In February, the CC preliminarily put forth a package of remedies to address the domination of the Big 4 firms in the large company audit market that included mandatory audit firm rotation and mandatory retendering by companies for their audits, among other proposed measures. Since these types of debates began with the issuance of the European Union’s Green Paper on audit reform, RSM has been a consistent and vocal advocate for a balanced package of measures that increase audit quality and that are in the public interest.

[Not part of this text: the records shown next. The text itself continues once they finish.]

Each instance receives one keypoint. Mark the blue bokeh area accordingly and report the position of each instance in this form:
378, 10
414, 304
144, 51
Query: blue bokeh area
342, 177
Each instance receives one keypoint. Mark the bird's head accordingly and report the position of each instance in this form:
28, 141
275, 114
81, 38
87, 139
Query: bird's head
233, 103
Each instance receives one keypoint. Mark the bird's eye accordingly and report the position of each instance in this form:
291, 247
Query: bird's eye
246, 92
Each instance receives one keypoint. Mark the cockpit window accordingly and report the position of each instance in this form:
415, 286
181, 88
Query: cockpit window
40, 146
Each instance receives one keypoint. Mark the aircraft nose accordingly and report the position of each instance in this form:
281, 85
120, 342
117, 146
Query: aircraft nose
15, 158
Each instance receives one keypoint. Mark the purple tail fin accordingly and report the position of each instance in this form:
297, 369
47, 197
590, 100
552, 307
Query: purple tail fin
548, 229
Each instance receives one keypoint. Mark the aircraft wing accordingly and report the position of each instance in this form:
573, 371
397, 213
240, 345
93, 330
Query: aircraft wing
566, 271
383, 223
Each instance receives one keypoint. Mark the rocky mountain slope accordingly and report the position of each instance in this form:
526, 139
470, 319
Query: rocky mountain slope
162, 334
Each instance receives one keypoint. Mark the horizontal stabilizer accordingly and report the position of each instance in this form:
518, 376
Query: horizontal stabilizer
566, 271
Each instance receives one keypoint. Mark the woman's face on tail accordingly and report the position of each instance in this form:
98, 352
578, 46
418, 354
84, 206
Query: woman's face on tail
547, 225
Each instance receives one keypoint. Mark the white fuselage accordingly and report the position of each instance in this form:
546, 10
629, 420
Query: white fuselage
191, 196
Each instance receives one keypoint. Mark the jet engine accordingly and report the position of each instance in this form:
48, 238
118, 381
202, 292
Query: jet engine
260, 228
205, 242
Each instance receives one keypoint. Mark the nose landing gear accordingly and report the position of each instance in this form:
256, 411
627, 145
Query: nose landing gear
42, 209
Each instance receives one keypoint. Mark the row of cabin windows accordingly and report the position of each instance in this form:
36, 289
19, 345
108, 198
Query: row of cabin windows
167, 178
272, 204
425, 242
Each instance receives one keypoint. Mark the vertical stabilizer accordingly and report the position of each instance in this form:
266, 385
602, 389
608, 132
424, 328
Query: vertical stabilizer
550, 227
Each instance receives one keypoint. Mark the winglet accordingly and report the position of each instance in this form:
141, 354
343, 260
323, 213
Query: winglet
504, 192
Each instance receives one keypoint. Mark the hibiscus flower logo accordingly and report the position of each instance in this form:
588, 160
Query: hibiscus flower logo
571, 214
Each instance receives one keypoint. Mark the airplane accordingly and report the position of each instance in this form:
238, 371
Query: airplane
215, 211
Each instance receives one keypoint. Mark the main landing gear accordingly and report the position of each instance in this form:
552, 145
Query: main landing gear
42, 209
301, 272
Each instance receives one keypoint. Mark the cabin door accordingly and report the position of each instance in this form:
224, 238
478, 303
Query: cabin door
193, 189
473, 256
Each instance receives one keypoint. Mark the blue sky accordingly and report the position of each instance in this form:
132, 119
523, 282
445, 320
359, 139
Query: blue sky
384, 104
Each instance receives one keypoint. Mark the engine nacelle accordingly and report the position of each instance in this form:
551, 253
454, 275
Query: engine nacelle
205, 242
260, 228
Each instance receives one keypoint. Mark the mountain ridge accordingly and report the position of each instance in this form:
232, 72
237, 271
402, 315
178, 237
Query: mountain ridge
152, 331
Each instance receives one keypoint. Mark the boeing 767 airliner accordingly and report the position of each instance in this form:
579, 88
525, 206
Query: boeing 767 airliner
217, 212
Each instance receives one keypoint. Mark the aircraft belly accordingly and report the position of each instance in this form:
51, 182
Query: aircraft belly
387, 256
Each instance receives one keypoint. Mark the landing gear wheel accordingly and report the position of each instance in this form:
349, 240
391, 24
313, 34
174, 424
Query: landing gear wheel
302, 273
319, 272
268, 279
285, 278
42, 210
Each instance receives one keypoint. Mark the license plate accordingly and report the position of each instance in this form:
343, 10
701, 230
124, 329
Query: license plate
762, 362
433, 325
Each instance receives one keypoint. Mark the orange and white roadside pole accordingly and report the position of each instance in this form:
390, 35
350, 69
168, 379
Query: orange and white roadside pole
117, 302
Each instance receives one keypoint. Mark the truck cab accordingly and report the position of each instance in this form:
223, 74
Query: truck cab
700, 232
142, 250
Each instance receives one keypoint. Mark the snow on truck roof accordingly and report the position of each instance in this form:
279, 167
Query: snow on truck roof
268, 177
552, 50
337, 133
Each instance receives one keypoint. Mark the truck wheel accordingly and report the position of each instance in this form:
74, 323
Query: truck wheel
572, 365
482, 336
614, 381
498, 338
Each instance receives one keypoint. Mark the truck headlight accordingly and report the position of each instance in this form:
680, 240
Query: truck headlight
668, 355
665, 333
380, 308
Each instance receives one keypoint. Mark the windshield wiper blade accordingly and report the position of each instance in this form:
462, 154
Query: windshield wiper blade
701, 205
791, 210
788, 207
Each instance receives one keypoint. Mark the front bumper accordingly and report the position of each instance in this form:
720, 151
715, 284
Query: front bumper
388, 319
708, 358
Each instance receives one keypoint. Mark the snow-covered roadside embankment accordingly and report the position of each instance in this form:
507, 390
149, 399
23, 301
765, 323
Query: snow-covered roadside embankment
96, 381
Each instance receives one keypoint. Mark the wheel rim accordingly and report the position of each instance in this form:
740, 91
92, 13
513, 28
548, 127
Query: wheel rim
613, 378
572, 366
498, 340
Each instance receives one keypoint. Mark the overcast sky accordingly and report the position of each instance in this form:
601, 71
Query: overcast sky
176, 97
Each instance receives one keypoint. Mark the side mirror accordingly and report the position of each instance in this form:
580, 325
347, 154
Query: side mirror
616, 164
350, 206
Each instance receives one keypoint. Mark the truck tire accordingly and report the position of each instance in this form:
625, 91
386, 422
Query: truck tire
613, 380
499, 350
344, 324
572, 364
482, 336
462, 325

I am pleased that some of the measures proposed by the CC will effectively address the imbalance in the supply of statutory audit services to large companies (e.g., mandatory retendering for audit services by FTSE 350 companies every five years, prohibition of ‘Big 4-only’ clauses in loan documentation, and other measures to strengthen the role of the Audit Committee in the audit process). The CC has abandoned mandatory audit firm rotation in its provisional remedies. There is concern on the part of some about whether the CC's provisional remedies are robust enough to address the initial concerns of the CC. Again, the CC’s remedies will not be finalised until Q3 this year and we will continue to advocate for a balanced package of measures that enhance audit quality and that are in the public interest.